Это очень важно, потому что это пространство для маневра. И это серое пространство, полузаконное — все эти группировки, все эти погромщики — оно как раз и создает ощущение необъяснимой угрозы, как у Кафки. То есть ты не можешь понять. Вот это «Замок» такой. Ты не можешь понять законы. Или «Процесс» будет уместно тут вспомнить, еще одно великое произведение. Ты не понимаешь логики, ты не понимаешь, как это работает. Ты только понимаешь, что угроза на каждом шагу. Вот с помощью чего это создается. Условно говоря, сталинская машина — там с ней, в общем-то, было понятно, да? Вот она, а вот ты, да? А здесь между государством и тобой еще присутствуют эти серые неопределенные пространства, начиная от всевозможных пранкеров, ботов. Собственно говоря, власть интернет понимает так — как пространство, где можно накопать очень много серых неясных персонажей, которые будут, в общем-то, выполнять какую-то серую работу.

К. Ларина

Вот смотрите. Тогда опять же у меня вопрос к Анне. Почему тогда невозможно с таким беззаконием бороться законными методами? Ведь сами говорите про обвинительные приговоры, построенные на абсолютных фейках, без всякой доказательной базы. И адвокаты борются и не могут ничего с этим сделать. Как из этой ситуации тогда выходить?

А. Ставицкая

Это вопрос к нашей судебной системе, которая полностью тоже, к сожалению, подчинена не закону, а тренду власти. В том случае, как я уже сказала, если бы суды действовали так, как и положено им действовать, с точки зрения закона, то таких дел просто бы не было, потому что они заканчивались бы все оправдательными приговорами.
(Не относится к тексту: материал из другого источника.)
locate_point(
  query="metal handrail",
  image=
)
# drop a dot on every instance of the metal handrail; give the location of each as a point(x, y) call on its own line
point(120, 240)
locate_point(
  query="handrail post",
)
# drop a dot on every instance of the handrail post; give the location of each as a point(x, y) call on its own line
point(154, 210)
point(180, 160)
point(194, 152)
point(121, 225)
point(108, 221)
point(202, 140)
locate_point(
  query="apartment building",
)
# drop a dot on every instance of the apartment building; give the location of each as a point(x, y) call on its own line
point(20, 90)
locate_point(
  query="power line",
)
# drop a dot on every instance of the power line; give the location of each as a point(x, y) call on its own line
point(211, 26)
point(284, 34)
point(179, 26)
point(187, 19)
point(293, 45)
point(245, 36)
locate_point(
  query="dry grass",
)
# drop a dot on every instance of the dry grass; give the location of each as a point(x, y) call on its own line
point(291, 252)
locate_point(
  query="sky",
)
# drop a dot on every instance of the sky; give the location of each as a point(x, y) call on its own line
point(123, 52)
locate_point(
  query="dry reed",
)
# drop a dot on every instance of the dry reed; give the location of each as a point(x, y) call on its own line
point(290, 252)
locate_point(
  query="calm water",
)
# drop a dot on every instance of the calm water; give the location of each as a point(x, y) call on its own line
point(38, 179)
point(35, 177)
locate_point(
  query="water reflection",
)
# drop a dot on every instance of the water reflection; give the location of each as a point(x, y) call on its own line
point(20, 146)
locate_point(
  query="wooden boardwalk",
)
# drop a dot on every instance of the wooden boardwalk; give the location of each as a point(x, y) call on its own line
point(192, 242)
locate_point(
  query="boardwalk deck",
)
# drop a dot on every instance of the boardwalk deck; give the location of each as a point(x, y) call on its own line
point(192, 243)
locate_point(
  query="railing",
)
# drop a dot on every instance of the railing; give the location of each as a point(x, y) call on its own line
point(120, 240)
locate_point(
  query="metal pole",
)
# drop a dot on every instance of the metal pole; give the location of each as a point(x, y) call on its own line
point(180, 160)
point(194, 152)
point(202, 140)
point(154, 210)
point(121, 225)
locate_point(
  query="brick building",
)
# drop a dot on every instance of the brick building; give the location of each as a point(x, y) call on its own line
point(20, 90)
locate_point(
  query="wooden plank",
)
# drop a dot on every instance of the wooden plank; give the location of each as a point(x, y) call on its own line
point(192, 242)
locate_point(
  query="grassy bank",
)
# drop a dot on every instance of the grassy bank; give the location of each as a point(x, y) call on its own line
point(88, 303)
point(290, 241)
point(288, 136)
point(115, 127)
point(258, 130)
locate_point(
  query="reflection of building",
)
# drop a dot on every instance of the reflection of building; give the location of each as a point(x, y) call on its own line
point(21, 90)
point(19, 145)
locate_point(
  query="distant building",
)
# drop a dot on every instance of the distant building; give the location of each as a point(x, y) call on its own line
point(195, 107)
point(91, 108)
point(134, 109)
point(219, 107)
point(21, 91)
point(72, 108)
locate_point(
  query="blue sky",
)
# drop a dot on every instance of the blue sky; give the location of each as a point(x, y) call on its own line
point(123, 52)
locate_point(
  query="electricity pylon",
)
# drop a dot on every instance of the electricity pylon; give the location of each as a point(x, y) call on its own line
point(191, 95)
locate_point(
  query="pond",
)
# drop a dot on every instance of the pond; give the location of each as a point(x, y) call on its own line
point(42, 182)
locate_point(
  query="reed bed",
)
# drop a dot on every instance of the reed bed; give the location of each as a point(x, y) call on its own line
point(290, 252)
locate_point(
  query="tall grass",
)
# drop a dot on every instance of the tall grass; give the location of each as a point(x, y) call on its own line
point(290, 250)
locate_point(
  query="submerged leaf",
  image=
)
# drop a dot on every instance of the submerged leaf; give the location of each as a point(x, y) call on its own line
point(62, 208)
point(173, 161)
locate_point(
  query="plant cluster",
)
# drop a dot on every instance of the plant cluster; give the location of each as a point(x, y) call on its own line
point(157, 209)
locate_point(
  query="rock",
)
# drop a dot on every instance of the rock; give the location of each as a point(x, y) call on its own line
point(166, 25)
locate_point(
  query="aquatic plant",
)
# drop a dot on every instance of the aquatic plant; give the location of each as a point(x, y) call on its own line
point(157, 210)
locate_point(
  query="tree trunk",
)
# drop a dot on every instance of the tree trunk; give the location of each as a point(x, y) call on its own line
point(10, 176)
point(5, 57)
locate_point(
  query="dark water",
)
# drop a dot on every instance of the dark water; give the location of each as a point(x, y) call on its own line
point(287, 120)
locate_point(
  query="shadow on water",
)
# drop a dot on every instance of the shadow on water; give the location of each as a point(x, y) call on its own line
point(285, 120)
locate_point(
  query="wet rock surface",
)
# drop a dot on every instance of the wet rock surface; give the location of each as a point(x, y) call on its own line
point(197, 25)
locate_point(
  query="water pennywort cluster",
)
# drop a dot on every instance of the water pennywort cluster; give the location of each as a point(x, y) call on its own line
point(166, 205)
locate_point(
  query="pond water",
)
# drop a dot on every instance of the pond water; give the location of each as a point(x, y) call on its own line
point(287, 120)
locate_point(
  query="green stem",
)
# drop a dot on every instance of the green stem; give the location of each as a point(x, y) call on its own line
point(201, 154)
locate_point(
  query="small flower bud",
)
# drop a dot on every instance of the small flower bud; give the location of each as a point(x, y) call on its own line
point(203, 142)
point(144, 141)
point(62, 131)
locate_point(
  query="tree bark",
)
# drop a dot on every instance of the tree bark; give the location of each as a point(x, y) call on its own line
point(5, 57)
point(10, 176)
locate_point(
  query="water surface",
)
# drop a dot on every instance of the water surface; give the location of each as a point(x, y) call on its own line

Но, как я уже сказала, власти очень важно, чтобы был страх. Соответственно, страх, как я уже сказала, возможно посеять исключительно наказанием. А суды — это именно тот инструмент, который наказание, собственно говоря, и выносит. Соответственно, зачем же суду оправдывать? Тогда, что называется, мы с вами распоясаемся, с точки зрения властей. Соответственно, нужно припугнуть. Это самый хороший инструмент. Поэтому адвокаты, какие бы они блестящие ни были (а у нас огромное количество блестящих адвокатов), и как бы они сто пятьдесят три раза ни были правы с точки зрения закона, в лучшем случае чего они могут добиться — это то, что твоего подзащитного не посадят. И ты должен радоваться. При этом еще судья даже может тебе прямо в открытую сказать, что ему все это не нравится, и он видит, что это полный бренд, но ничего поделать он не может. Извините, хотя бы не посадил.

К. Ларина

На этом остановимся, давайте сделаем небольшую паузу на новости, а потом продолжим нашу программу.

НОВОСТИ

К. Ларина

Возвращаемся в программу «Культурный шок». Ксения Ларина — ведущая. Тема наша: «Оскорбленные чувства как повод для оскорблений и нападений». Здесь, в студии «Эха Москвы», журналист Андрей Архангельский и адвокат Анна Ставицкая.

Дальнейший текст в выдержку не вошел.